Discover Pass expansion gets senate committee nod
A pass for entry into state-owned lands, such as Steamboat Rock State Park, could be good in more than one car if a bill moving in the state Senate becomes law.
The Washington State Senate Energy, Natural Resources and Marine Waters Committee on Monday voted unanimously to refer to the Ways and Means Committee the bill that would make the Discover Pass transferable between two vehicles.
The Discover Pass was established by the Legislature and the creating bill signed by the governor during last year’s legislative session. It went into effect July 1, 2011.
The Discover Pass is required on vehicles to access state parks, heritage sites, wildlife and natural areas, and any recreation lands or water-access sites managed by Washington State Parks, the Washington State Department of Natural Resources and Washington Department of Fish and Wildlife.
Under current law, the Discover Pass costs $30 annually and $10 for a daily pass, per vehicle.
The current fine for not displaying the pass on a vehicle while on state recreation land or a water-access site is $99.

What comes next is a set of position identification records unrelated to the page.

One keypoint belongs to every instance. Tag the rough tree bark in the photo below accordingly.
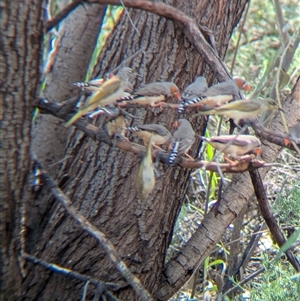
(78, 34)
(102, 179)
(21, 40)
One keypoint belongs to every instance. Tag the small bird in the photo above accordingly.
(198, 87)
(229, 87)
(126, 74)
(107, 94)
(182, 140)
(242, 109)
(159, 88)
(235, 145)
(146, 176)
(93, 85)
(158, 133)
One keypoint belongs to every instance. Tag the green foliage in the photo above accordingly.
(276, 284)
(287, 205)
(113, 13)
(260, 43)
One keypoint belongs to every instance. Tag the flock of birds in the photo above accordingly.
(115, 92)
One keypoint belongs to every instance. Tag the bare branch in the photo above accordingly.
(274, 136)
(269, 217)
(101, 135)
(100, 237)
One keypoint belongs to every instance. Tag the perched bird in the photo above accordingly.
(153, 101)
(146, 177)
(158, 133)
(182, 140)
(159, 88)
(195, 89)
(107, 94)
(235, 145)
(242, 109)
(295, 132)
(229, 87)
(93, 85)
(126, 74)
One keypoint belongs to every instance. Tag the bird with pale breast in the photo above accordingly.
(157, 132)
(153, 94)
(235, 145)
(107, 94)
(242, 109)
(182, 140)
(192, 91)
(230, 87)
(146, 175)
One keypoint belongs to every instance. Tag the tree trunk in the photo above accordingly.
(102, 179)
(21, 40)
(78, 35)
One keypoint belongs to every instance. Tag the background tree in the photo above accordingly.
(102, 186)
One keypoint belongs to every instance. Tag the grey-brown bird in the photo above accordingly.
(182, 140)
(116, 127)
(229, 87)
(242, 109)
(157, 132)
(192, 91)
(195, 89)
(167, 89)
(107, 94)
(235, 145)
(146, 176)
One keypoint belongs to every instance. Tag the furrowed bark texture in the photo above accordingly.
(21, 33)
(78, 34)
(102, 179)
(234, 199)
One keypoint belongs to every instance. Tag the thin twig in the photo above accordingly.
(84, 290)
(62, 14)
(111, 252)
(102, 136)
(194, 33)
(268, 216)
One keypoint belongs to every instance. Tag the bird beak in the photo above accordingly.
(176, 124)
(177, 95)
(257, 151)
(246, 87)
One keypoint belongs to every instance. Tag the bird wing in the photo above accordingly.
(251, 106)
(158, 128)
(108, 88)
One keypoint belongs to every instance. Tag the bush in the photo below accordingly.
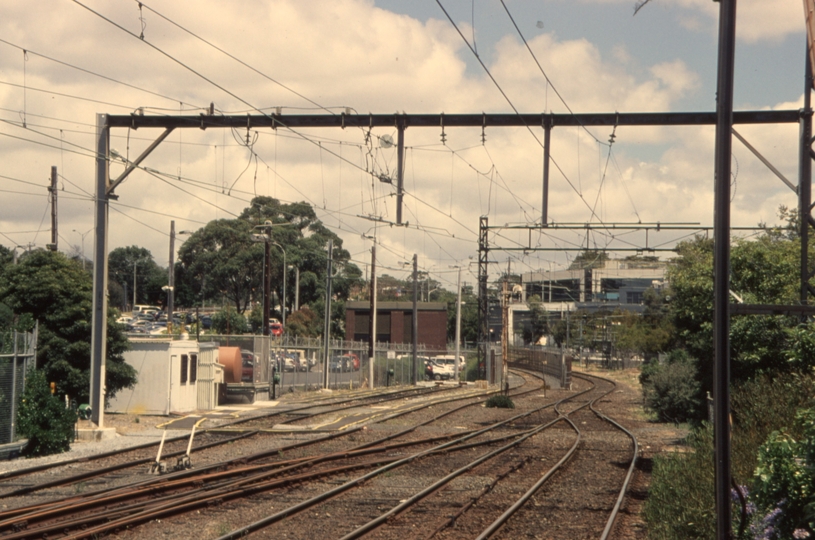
(43, 418)
(671, 390)
(500, 401)
(784, 480)
(681, 503)
(471, 369)
(229, 322)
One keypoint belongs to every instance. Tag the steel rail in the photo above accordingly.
(629, 474)
(260, 524)
(382, 519)
(498, 523)
(118, 467)
(107, 500)
(193, 500)
(39, 468)
(618, 503)
(83, 476)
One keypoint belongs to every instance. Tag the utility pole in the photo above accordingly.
(134, 284)
(327, 327)
(721, 266)
(415, 325)
(296, 288)
(267, 282)
(458, 324)
(171, 280)
(504, 329)
(53, 195)
(372, 321)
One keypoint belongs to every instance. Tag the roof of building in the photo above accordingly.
(397, 306)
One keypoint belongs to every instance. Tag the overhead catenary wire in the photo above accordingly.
(99, 75)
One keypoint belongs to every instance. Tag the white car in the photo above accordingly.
(440, 372)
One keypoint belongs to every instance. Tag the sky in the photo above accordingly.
(64, 63)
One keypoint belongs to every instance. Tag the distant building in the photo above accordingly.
(394, 323)
(617, 284)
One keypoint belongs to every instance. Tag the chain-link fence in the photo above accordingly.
(299, 363)
(18, 351)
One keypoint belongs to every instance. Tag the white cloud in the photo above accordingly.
(350, 53)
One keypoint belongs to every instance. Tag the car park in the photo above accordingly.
(438, 372)
(450, 360)
(340, 364)
(354, 360)
(247, 365)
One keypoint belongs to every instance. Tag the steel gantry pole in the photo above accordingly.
(400, 167)
(100, 273)
(721, 266)
(805, 182)
(483, 302)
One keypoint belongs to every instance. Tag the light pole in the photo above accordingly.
(266, 238)
(83, 244)
(296, 286)
(283, 302)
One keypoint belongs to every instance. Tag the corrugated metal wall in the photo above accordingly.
(207, 381)
(17, 352)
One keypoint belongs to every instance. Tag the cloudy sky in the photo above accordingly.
(61, 64)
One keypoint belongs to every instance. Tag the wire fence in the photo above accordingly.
(18, 351)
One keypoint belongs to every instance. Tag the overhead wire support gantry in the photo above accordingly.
(401, 121)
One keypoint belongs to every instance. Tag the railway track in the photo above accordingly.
(18, 483)
(292, 487)
(21, 521)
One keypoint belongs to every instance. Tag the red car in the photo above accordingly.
(354, 360)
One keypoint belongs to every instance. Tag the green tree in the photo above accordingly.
(221, 258)
(150, 278)
(763, 271)
(304, 323)
(43, 419)
(540, 320)
(229, 322)
(48, 287)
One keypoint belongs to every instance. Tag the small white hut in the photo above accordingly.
(168, 377)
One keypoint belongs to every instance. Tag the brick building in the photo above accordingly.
(394, 323)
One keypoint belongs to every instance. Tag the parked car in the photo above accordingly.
(438, 372)
(206, 322)
(354, 360)
(248, 365)
(450, 360)
(340, 364)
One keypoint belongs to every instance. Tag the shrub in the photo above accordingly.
(500, 401)
(680, 501)
(671, 390)
(43, 418)
(784, 480)
(229, 322)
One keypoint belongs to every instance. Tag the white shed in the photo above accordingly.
(210, 376)
(167, 374)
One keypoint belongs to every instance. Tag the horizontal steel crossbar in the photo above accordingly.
(204, 121)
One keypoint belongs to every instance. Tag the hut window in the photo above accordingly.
(193, 367)
(184, 369)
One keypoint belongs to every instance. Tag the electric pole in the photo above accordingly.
(327, 327)
(372, 321)
(171, 280)
(52, 191)
(415, 325)
(458, 323)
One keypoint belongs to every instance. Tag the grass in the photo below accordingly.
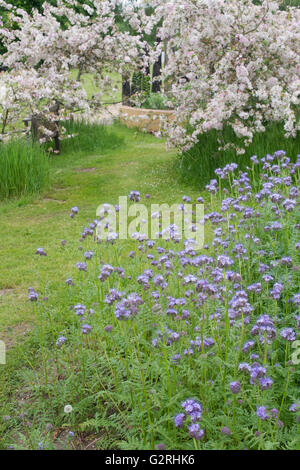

Under the proposed legislation, the cost would remain the same, but the pass would be transferable between two vehicles at the same address.
According to Ilene Frisch, acting deputy director of Washington State Parks, the state parks projected revenue from the Discover Pass through the December 2011 was pegged at $15.6 million. The actual revenue realized for that period was $6.5 million.
Initial projections from the Discover Pass were based on a survey done by a policy research group from Washington State University. Once the Discover Pass was instituted, Washington State Parks employed the group again to determine why residents weren’t purchasing the pass.
“The number-one issue that came out of that survey was the transferability and that some people thought it was a better bargain if it was for two vehicles in their same home,” said Frisch.
If the legislation is approved, it will go into effect immediately.
However, revenue from the Discover Pass depends on when people purchase it, thus spreading income through the year. If the proposal passes the Legislature and the amending law is signed by Gov. Christine Gregoire, people who have recently purchased their annual Discover Pass would write in their second vehicle plate number on the pass, and wouldn’t have to purchase another one until the original expired. If people wait until the summer months to purchase a pass, the state parks system won’t see that revenue come in until the beginning the new biennium, which starts July 1.
“If they purchase it through their license renewal, some additional funding could start coming in. The sooner it passes, the better it is for us, but it doesn’t necessarily mean that a lot of money will come in right away,” said Frisch.
If the bill does pass, state parks could lose revenue if households that bought more than one Discover Pass revert to a single pass for two vehicles.
“The information that we have suggests that it’s more likely that we’ll earn additional money,” said Frisch. The new pass would have space for two vehicle license plate numbers, and the pass would only be valid for those two vehicles.
Discover Passes are available from recreation license vendors, by phone, when vehicle licenses are renewed, or at state parks. Locally, they are also sold at Coulee Playland.